Good luck with little Dunya. I am sure it was all part of your secret plot, starting with showing off some cute pics and videos to hubby... You know you missed playing with a baby puppy...

I will be looking around for a nice GSD litter too, to get a pup about 6 months to a year from now, hopefully. I miss Bandit. :sad:


----------



## Erica Boling (Jun 17, 2008)

I feel for you, Lacey! I totally understand when that certain somebody messes up the hours and hours and hours of training that you put into a dog! It can be sooooooooo frustrating!!!


----------



## Mike Scheiber (Feb 17, 2008)

Guess I would call it a dark day when someone gets a a German Shepherd and its considered stepping into the dark side.


----------



## Lacey Vessell (Nov 18, 2006)

No offense intended......it's the _dark side_ for me...never thought I'd have anything but Mals or Rotts.


----------



## Bob Scott (Mar 30, 2006)

Lacey Vessell said:


> No offense intended......it's the _dark side_ for me...never thought I'd have anything but Mals or Rotts.


 
Sounds to me like you've stepped into the light! :grin::grin::grin:


----------



## susan tuck (Mar 28, 2006)

A REALLY nice pedigree, and ya know......with Antverpa blood lines in there, could be a lil mali in the wood pile way back when!!!!!!!!!!!!!!!!!!!!:lol::lol::lol::lol:


----------



## Lacey Vessell (Nov 18, 2006)

Video of my pup and others from the litter (group training session) at 7 weeks old with Chico Stanford.....

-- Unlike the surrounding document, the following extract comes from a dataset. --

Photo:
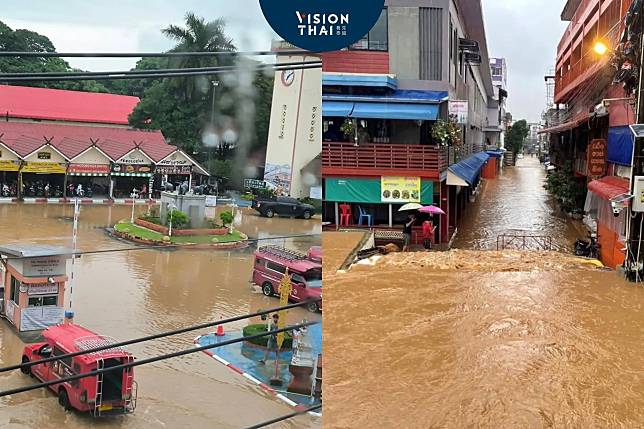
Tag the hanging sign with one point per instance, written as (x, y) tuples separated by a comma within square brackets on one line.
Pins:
[(596, 153), (400, 189), (45, 168)]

http://www.youtube.com/watch?v=ynFXrHQC4jk


----------



## Anna Kasho (Jan 16, 2008)

So frickin cute how they go from a milling herd of puppies to sitting still with all their little noses up, looking at Chico. Really nice, considering their attention span at that age. 

It is terribly tempting to get a puppy RIGHT NOW... :lol:


----------



## Michelle Reusser (Mar 29, 2008)

Getting a GSD just shows your smartening up with age. =D>


----------



## Lacey Vessell (Nov 18, 2006)

Michelle Kehoe said:


> Getting a GSD just shows your smartening up with age. =D>


You mean there still may be hope for me ? Here's hoping that she'll be the one where the knowledge will flow down the line....instead of up


----------



## Debbie Wade (Jul 18, 2009)

Years ago, my husband bought me a gun for my birthday....a gun he had been drooling over!!


----------



## Jack Martin (Feb 12, 2008)

Hey Lacey, looks like you are getting wise with age. lol Wellcome to Team GSD. Good luck, I am sure this girl will get your husband straight


----------